Сам процесс восстановления мы, к сожалению, не можем ни контролировать, ни ускорить. Каждый ребенок "выбирает" свою скорость и собственный путь. Несколько быстрее восстанавливаются дети первых лет жизни. В их организме еще не так много жестких установок и программ, он легче перестраивается и адаптируется.

Реабилитация и ее длительность после нахождения в реанимации связана, в первую очередь, не с объемом терапии, а с тем, что пациент перенес критическое состояние – состояние тяжелейшего, а иногда тотального повреждения, был на грани смерти.

Сложно не сказать о том, что ребенок борется за жизнь успешнее, если родители помогают ему своей верой в его победу. Не просто словами, эмоциями, слезами, а непоколебимой внутренней уверенностью в благоприятном исходе. Неважно, где они при этом находятся – держат сына/дочь за руку, молятся в церкви, сидят в парке на скамейке.

Родительская вера и любовь – это щит на протяжении всей жизни ребенка, особенно когда он на краю пропасти.

Поэтому я считаю необходимым и важным в общении с родителями сглаживать остроту их страхов и напоминать об этом.

В моей практике самое продолжительное нахождение пациента в отделении реанимации – 115 дней. Дети, которые находятся у нас длительно, требуют постоянного наблюдения, пересмотра плана обследования, подбора терапии, изменение доз препаратов и параметров ИВЛ, безусловно, запоминаются на всю жизнь. Они выпивают тебя до дна, непрерывно держат в напряжении, заставляют постоянно искать и преодолевать саму себя.
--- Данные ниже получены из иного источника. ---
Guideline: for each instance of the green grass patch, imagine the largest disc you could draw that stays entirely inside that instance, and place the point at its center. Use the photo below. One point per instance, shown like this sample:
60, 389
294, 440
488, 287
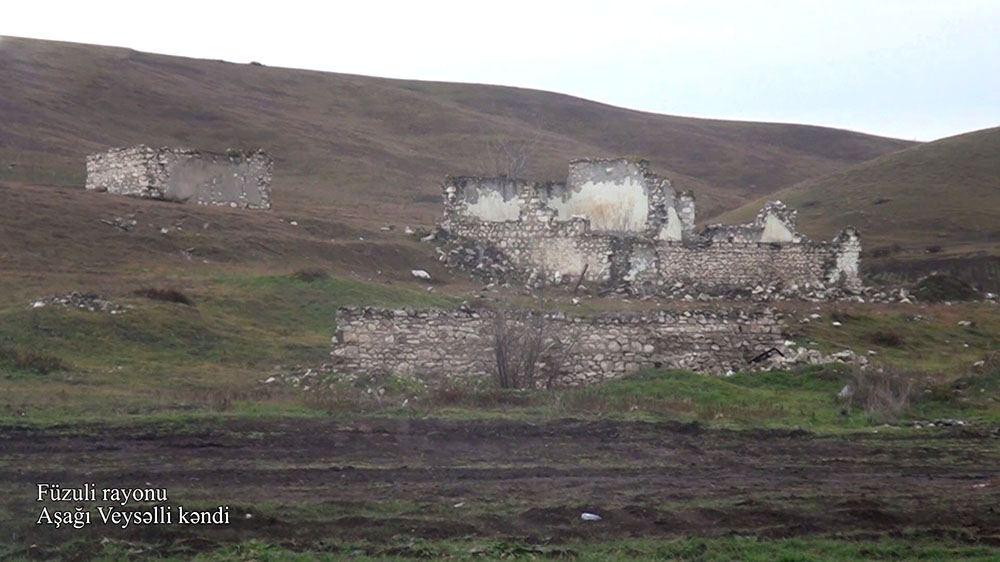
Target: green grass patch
162, 358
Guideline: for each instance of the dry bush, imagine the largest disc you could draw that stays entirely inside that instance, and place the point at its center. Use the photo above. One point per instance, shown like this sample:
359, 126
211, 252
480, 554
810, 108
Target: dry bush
883, 393
521, 345
165, 295
310, 275
33, 361
507, 157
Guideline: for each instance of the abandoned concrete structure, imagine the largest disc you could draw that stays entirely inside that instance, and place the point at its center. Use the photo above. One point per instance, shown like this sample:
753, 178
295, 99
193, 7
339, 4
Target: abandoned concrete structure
432, 344
236, 179
615, 223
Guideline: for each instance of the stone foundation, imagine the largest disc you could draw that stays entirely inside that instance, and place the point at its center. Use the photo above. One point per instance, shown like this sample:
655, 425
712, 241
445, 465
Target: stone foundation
439, 344
235, 179
616, 224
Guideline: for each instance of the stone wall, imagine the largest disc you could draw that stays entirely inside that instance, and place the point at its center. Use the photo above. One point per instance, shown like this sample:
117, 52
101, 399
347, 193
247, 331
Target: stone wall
435, 344
236, 179
646, 241
729, 266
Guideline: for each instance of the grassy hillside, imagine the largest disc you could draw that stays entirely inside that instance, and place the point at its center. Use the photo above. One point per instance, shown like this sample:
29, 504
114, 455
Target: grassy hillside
937, 203
363, 146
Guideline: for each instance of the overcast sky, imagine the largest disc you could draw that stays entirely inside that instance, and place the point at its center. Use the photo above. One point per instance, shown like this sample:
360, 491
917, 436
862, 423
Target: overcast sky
915, 69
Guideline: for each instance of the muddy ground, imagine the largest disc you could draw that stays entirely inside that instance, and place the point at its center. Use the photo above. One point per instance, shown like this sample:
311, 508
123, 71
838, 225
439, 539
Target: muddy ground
303, 482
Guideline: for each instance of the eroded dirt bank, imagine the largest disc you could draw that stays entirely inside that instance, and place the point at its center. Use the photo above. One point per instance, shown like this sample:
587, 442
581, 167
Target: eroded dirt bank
298, 482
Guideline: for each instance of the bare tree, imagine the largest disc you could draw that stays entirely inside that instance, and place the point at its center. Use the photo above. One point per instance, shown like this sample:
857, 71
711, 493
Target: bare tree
526, 352
507, 157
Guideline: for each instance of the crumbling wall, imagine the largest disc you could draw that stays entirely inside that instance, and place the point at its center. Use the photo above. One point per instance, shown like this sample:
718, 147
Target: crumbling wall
729, 266
615, 195
436, 344
615, 223
236, 179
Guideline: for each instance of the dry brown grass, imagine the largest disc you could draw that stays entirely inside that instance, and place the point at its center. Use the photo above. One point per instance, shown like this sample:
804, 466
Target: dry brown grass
362, 143
32, 361
165, 295
883, 393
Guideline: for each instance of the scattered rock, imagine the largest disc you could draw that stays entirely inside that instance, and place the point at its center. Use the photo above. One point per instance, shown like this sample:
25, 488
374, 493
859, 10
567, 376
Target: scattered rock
85, 301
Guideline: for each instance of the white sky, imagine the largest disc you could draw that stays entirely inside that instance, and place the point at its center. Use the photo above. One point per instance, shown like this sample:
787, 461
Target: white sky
915, 69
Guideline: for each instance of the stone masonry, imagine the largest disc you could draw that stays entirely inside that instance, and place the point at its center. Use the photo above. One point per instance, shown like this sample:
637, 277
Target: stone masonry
439, 344
617, 224
235, 179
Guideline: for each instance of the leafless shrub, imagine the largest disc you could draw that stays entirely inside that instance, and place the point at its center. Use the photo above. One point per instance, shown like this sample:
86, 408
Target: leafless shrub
507, 157
165, 295
883, 393
525, 354
886, 338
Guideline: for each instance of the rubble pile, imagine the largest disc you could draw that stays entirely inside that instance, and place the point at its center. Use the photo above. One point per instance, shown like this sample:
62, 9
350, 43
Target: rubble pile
483, 261
90, 302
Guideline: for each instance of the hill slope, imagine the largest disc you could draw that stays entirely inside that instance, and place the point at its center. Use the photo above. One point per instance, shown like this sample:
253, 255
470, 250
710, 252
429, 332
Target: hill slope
371, 146
939, 200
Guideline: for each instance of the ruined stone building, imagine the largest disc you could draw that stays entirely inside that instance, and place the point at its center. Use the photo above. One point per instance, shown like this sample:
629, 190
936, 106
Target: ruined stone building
235, 179
617, 224
436, 344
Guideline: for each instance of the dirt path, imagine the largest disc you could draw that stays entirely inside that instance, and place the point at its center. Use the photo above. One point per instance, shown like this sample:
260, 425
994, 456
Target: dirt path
303, 481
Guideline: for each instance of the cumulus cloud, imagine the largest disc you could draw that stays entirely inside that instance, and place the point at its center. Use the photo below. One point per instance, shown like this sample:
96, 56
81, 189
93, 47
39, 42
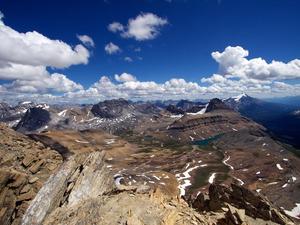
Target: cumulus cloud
125, 77
233, 62
128, 59
24, 58
115, 27
111, 48
86, 40
33, 48
145, 26
1, 17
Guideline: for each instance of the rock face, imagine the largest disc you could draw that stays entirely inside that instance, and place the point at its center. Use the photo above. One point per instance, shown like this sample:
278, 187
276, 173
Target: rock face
216, 104
239, 202
112, 108
83, 192
24, 166
79, 179
174, 110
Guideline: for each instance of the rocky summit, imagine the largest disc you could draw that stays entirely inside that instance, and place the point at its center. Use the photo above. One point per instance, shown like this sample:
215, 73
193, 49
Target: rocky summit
122, 162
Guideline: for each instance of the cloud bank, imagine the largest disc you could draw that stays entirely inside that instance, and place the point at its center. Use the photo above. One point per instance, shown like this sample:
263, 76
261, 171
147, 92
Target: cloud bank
26, 57
145, 26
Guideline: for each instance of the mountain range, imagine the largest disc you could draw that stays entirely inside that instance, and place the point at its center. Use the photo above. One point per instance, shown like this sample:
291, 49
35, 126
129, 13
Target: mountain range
230, 161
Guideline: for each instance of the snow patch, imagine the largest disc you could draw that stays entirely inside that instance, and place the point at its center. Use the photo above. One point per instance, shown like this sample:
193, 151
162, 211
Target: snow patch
279, 166
109, 141
84, 142
202, 111
176, 116
212, 178
62, 113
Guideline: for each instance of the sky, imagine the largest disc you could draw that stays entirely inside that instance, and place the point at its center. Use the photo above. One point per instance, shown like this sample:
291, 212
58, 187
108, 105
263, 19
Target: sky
86, 51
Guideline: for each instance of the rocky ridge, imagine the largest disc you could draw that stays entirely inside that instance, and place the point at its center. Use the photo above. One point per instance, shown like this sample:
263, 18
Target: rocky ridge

Таких пациентов нельзя спасти, не вложив часть себя. Когда под твоими руками снова бьется сердце, когда из бесформенной, оплывшей массы прорезается контур лица, когда появляется первый самостоятельный вдох, и ты с облегчением снижаешь параметры вентиляции, когда открываются глаза, мутный туман в них медленно тает, и ты видишь удивленно-испуганный (но осознанный!) взгляд – это непередаваемые ощущения. Это то волшебство, сложное, трудное, выматывающее, но не перестающее быть таковым, ради которого становятся реаниматологом.

Конечно же, в таких случаях общение с ребенком и его семьей не заканчивается с переводом из реанимации, а продолжается несколько недель, месяцев, лет. С одной из моих пациенток – Аней – мы общаемся почти 10 лет. Ей сейчас 24 года, и она учится на врача.

Что самое важное в профессии реаниматолога? На мой взгляд, всегда верить в своего пациента и бороться за него до конца. Не опускать руки, не отчаиваться, не сдаваться. Искать, двигаться вперед, учиться. Не поддаваться страху и отчаянию. И снова верить и стремиться к чуду. Мы не боги, но мы очень стараемся стать волшебниками.